Setelah 13 tahun pahit getir perjuangannya seakan telah dilupakan. Malah ironi, ketika ditanya pada Generasi Aceh saat ini, mereka tidak begitu mengenal Hasan Tiro di tambah lagi kajian sejarah Aceh kontemporer tidak menempatkan Hasan Tiro dalam daftar panjang pejuang Aceh.
Apa mungkin dikarenakan ide separatisme yang didengungkan Beliau untuk membebaskan Aceh sehingga membuat orang apatis dan berpikir sinis?
Kalau itu menjadi alasan, penulis ingin menegaskan bahwa Beliaulah sesungguhnya yang telah membuka mata orang Aceh bahkan mata dunia sekalipun bahwa kezaliman wajib dilawan dan keadilan mesti ditegakkan dan secara normatif sekaligus Beliau ingin mengajarkan kepada anak cucunya tentang teori dalam buku filsafat bahwa tujuan kehadiran sebuah “state” dimanapun dan kapan pun hakikatnya adalah untuk memberikan rasa adil bagi rakyatnya, dan itulah yang tidak pernah dirasakan oleh rakyat Aceh.
Yang perlu diingat pula bahwa untuk “membebaskan Aceh” dia rela meninggalkan keluarganya dan segala kemapanan hidup.
Kalau kita dalami benar beberapa catatan dalam bukunya dapat digambarkan bahwa itulah hakikat dari misi hidup beliau yaitu mewujudkan keadilan.
“Saya akan merasa gagal jika tidak mampu mewujudkan hal ini, harta dan kekuasaan bukanlah tujuan hidup saya dan bukan pula tujuan perjuangan ini.

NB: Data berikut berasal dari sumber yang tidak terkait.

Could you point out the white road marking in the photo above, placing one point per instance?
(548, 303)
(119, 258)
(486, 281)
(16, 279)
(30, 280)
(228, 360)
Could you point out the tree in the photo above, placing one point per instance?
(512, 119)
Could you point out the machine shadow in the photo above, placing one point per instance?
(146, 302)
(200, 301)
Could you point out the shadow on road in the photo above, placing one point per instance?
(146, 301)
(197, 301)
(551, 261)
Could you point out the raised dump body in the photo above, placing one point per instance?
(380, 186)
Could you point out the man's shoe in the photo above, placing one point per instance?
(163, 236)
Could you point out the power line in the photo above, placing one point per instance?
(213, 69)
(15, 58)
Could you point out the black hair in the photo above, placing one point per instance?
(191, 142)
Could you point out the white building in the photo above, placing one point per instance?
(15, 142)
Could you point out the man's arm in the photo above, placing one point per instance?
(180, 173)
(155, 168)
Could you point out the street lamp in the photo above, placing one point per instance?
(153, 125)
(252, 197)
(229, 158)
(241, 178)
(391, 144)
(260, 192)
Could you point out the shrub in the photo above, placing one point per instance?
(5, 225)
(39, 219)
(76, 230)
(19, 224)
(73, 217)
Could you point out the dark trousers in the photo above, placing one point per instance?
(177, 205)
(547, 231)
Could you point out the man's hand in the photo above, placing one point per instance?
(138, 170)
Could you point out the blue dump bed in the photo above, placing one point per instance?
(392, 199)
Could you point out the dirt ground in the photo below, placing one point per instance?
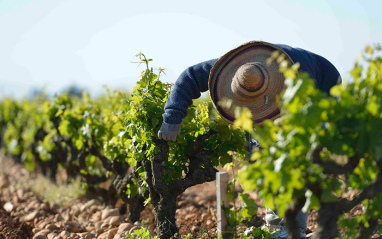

Saya hanya ingin rakyat Aceh mendapatkan keadilan, kemakmuran, kesejahteraan dan mampu mengatur dirinya sendiri.”
Nah, pada titik ini atas nama perjuangan Penulis mengajak semua komponen Nanggroe terutama PA/KPA untuk tidak melupakan sosok Teungku Hasan Tiro dengan seluruh cita-cita perjuangan Beliau.
Pertama, perjuangan Aceh idealnya kembali kepada misi awal perjuangan Hasan Tiro yaitu “hudep saree mate sajan”. Maknanya semua kita harus bersatu padu untuk bersama-sama memakmurkan tanah endatu.
Kedua, bercermin dari perjuangan Teungku Hasan Tiro maka perjuangan kita nampaknya tidak boleh berhenti hanya sebatas proyek aspirasi (Pokir) atau Pajero dan Kijang Inova sehingga cita-cita perjuangan Hasan Tiro untuk memakmurkan rakyat tanpa nilai dan hampa makna.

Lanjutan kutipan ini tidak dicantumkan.